Les syndicats d'enseignants combattent la crise économique: L'heure est venue pour une stratégie locale et mondiale!
Quelles que soient les bonnes ou les mauvaises nouvelles que les médias nous relatent à propos de la crise, l'éducation souffre toujours des mesures prises depuis le début de la crise économique et financière mondiale. Ces dernières ont un impact sur les enseignants et les syndicats d'enseignants à tous les niveaux de l'éducation.
L'Internationale de l'Education mène une campagne sur la crise depuis mars 2009 et travaille sans relâche à la combattre dans toutes les régions du globe. En particulier, un séminaire de haut niveau organisé en septembre à l'intention des dirigeants des syndicats d'enseignants d'Europe centrale et de l'est et d'Asie centrale a généré des résultats très utiles sous la forme d'une stratégie permettant aux syndicats d'enseignants de ces régions de lutter contre la crise. Bien que tous ses éléments ne soient pas applicables au plan mondial, elle n'en demeure pas moins utile pour nous aider dans notre travail syndical en ces temps de crise.
Cette stratégie n'est qu'une petite partie de la campagne de l'IE « Levez la main pour l'éducation », laquelle comprend des fiches d'informations, les textes de discours prononcés et un dossier de presse, l'analyse de deux enquêtes menées par l'IE portant sur l'impact de la crise économique sur l'éducation, un contrôle permanent et une pression exercés au plan international. Toutes les ressources pour cette campagne sont disponibles à www.ei-ie.org/handsup.
Contexte
Deux jours de discussions en plénière et en groupes ont permis de faire émerger de bons exemples pratiques de négociation en temps de crise, ainsi qu’une discussion sur l’impact de la crise dans la région. Un projet de stratégie a ensuite été élaboré par le Secrétariat de l’IE et a été présenté aux participants du séminaire, qui ont alors contribué à l’élaboration d’une stratégie finale. Il s'agit du résultat le plus concret à ce jour de la campagne « Levez la main pour l'éducation », à laquelle les syndicats membres ont contribué de façon constructive. Nous croyons que cette campagne va s'avérer un outil utile pour les syndicats d'enseignants en temps de crise.
Pourquoi avons-nous besoin d'une nouvelle stratégie?

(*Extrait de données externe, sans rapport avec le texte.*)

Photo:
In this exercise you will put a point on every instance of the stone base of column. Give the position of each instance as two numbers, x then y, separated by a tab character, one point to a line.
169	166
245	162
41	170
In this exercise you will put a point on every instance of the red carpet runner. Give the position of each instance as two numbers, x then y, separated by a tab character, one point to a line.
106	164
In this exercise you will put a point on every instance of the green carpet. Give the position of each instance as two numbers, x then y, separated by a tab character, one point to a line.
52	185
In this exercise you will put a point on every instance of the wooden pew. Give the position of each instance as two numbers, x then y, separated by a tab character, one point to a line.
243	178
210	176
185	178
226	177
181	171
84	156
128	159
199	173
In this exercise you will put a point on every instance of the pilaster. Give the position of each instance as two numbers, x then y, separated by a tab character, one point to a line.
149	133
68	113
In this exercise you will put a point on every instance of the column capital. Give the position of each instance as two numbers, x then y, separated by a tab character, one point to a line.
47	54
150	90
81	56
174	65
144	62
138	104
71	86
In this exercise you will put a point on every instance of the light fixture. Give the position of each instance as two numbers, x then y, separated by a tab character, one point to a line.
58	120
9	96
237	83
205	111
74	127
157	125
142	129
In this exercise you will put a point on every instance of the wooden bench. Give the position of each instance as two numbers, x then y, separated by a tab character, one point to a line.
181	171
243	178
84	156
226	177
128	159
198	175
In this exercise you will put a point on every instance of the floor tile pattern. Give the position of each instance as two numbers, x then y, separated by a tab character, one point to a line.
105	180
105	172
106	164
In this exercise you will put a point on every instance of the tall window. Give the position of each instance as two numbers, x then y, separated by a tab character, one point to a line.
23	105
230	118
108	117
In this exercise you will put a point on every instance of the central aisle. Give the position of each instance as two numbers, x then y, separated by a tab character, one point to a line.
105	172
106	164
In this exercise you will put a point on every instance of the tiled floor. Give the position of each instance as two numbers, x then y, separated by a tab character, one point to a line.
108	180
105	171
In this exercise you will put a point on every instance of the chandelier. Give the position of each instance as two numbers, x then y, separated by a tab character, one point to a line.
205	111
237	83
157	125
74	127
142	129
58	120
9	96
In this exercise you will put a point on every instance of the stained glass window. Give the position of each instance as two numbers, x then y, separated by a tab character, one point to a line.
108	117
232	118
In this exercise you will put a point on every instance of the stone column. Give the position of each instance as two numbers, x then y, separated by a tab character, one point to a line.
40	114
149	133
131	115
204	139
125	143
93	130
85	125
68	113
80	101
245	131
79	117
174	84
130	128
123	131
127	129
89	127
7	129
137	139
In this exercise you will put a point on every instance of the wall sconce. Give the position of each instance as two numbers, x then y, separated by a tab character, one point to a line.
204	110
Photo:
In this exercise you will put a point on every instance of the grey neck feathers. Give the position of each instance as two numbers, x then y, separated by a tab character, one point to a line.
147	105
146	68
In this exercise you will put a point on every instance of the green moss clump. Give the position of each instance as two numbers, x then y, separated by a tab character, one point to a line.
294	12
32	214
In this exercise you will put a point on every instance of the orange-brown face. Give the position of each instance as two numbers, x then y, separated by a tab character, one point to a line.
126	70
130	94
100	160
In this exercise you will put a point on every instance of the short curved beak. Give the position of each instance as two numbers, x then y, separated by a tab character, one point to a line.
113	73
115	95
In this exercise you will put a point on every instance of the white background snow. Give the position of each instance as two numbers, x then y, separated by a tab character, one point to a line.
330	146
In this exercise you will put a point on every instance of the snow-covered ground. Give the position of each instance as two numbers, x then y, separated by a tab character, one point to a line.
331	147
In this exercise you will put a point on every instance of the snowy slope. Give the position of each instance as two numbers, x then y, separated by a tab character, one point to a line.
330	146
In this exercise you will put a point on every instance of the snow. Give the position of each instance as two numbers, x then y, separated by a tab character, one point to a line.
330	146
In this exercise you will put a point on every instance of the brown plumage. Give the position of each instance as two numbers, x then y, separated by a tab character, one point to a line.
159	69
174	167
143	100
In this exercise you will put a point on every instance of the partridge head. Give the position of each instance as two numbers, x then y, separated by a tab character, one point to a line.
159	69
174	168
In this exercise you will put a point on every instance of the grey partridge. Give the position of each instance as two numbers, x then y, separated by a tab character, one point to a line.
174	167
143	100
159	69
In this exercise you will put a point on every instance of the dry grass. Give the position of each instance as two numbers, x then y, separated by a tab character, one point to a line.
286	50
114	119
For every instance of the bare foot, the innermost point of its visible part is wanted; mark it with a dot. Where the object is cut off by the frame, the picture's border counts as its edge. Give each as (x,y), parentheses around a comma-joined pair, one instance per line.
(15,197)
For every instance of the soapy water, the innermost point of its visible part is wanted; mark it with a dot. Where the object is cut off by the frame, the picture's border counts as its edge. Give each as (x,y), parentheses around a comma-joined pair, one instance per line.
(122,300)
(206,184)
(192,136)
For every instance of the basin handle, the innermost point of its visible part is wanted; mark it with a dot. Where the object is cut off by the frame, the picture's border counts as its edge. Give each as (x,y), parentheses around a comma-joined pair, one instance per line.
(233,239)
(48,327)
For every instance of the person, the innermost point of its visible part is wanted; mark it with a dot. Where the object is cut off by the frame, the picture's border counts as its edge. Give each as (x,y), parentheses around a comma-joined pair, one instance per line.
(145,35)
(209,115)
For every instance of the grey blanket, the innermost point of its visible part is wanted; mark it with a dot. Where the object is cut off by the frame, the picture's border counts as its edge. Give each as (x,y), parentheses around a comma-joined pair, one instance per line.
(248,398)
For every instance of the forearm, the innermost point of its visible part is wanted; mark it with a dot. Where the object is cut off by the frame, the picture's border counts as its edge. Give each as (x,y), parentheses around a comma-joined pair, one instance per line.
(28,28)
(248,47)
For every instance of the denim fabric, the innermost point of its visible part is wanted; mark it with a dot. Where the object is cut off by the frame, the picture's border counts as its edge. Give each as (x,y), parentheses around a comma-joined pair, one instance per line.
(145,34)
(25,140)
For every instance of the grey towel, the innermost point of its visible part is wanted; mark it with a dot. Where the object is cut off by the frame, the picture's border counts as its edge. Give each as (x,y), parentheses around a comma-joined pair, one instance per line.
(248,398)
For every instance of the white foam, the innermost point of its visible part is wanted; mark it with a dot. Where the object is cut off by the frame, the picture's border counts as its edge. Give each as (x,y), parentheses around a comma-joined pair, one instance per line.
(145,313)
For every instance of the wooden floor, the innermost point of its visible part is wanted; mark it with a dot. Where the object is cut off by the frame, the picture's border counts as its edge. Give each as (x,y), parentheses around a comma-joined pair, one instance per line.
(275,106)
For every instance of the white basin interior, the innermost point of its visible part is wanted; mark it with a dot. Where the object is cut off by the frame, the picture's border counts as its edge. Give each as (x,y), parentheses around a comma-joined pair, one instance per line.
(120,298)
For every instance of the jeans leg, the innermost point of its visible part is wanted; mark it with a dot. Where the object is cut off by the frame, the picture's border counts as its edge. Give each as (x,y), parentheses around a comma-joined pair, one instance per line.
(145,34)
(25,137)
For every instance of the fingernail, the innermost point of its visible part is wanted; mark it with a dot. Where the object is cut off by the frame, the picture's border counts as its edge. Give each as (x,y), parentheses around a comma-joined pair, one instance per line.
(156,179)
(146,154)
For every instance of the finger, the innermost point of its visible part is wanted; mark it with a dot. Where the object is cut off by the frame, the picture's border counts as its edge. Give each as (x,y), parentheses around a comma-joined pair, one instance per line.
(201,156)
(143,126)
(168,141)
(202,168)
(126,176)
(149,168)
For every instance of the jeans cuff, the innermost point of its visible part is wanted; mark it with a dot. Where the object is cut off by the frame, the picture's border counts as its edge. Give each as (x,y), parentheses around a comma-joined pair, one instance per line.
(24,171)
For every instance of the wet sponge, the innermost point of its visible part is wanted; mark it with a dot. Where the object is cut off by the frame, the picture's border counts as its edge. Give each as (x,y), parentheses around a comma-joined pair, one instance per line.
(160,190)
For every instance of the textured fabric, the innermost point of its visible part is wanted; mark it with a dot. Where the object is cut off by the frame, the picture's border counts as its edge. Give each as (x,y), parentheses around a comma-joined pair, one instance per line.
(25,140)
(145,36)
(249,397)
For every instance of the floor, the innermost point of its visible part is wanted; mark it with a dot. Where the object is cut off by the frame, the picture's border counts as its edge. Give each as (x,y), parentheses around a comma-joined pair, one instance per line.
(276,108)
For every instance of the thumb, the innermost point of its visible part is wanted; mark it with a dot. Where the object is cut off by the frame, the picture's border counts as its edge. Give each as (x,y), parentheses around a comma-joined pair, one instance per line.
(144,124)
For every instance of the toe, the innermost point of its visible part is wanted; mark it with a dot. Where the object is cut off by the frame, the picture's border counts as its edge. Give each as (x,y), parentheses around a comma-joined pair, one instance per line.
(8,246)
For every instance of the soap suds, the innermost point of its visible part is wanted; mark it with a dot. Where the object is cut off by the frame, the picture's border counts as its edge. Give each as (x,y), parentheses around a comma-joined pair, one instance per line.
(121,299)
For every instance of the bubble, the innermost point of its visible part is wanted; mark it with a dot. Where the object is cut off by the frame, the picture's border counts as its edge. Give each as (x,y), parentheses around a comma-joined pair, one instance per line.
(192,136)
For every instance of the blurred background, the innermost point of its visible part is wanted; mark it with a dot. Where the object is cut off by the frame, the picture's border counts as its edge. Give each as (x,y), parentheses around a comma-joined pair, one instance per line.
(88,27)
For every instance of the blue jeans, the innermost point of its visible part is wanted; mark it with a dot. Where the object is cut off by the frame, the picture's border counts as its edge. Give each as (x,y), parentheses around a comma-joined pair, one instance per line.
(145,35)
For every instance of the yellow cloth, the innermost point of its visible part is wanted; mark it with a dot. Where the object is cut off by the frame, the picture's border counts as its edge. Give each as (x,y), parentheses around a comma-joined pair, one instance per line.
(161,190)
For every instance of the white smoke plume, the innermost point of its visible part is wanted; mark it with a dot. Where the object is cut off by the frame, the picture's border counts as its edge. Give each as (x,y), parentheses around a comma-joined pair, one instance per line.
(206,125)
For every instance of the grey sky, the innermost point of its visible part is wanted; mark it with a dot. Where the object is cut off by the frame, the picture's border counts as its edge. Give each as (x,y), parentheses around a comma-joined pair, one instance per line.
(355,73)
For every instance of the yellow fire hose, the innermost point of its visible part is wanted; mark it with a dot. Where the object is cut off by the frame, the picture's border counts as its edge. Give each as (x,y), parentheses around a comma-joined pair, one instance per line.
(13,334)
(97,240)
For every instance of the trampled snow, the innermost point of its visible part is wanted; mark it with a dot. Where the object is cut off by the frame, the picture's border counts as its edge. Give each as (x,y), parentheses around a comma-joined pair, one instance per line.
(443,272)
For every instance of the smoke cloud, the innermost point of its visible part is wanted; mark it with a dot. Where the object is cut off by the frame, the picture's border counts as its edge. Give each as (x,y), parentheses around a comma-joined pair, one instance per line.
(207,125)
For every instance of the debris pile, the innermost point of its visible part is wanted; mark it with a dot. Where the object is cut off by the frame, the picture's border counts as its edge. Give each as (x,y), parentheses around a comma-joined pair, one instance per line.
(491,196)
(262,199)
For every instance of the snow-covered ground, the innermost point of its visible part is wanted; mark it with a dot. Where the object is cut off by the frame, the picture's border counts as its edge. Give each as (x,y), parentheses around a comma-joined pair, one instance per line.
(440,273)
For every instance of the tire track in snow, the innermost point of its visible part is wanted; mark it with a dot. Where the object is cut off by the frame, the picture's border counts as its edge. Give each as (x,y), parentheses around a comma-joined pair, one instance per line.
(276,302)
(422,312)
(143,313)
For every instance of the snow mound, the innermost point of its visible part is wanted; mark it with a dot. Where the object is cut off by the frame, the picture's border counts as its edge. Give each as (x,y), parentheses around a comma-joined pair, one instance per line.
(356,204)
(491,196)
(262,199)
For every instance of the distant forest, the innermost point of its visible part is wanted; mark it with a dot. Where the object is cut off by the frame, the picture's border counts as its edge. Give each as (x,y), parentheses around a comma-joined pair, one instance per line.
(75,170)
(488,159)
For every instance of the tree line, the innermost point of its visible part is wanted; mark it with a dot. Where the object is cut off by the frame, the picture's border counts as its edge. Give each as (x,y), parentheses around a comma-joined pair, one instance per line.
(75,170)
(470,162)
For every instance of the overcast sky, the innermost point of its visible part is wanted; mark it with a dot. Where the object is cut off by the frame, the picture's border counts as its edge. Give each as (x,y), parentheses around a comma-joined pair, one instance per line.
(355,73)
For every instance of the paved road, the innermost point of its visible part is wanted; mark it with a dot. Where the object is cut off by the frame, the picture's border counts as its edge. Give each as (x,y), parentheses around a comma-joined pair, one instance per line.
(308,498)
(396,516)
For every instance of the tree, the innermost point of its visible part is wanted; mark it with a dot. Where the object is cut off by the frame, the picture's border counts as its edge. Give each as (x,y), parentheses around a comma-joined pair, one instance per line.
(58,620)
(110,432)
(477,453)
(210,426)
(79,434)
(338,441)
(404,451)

Les conditions d'enseignement et d'apprentissage varient considérablement à travers le monde. Les conditions de travail médiocres et les rémunérations inadéquates sont des problèmes que l'on affrontait quotidiennement avant les débuts de la crise financière et économique mondiale. Avec la crise, la situation s'est aggravée de manière plus ou moins importante à travers la planète. Un certain nombre d'enseignants et de professeurs d'université ont dû augmenter leurs heures de travail, sont confrontés à des classes plus nombreuses, à des réductions de salaire ou de retraite, à une diminution des avantages sociaux, ainsi qu'à des licenciements, entre autres événements de même type. Avec la réduction des budgets de l'éducation, les enseignants et enseignantes ne sont pas les seuls à subir les conséquences de cette crise. En effet, les élèves et les nouvelles générations ressentiront également les répercussions de la crise au cours des prochaines années.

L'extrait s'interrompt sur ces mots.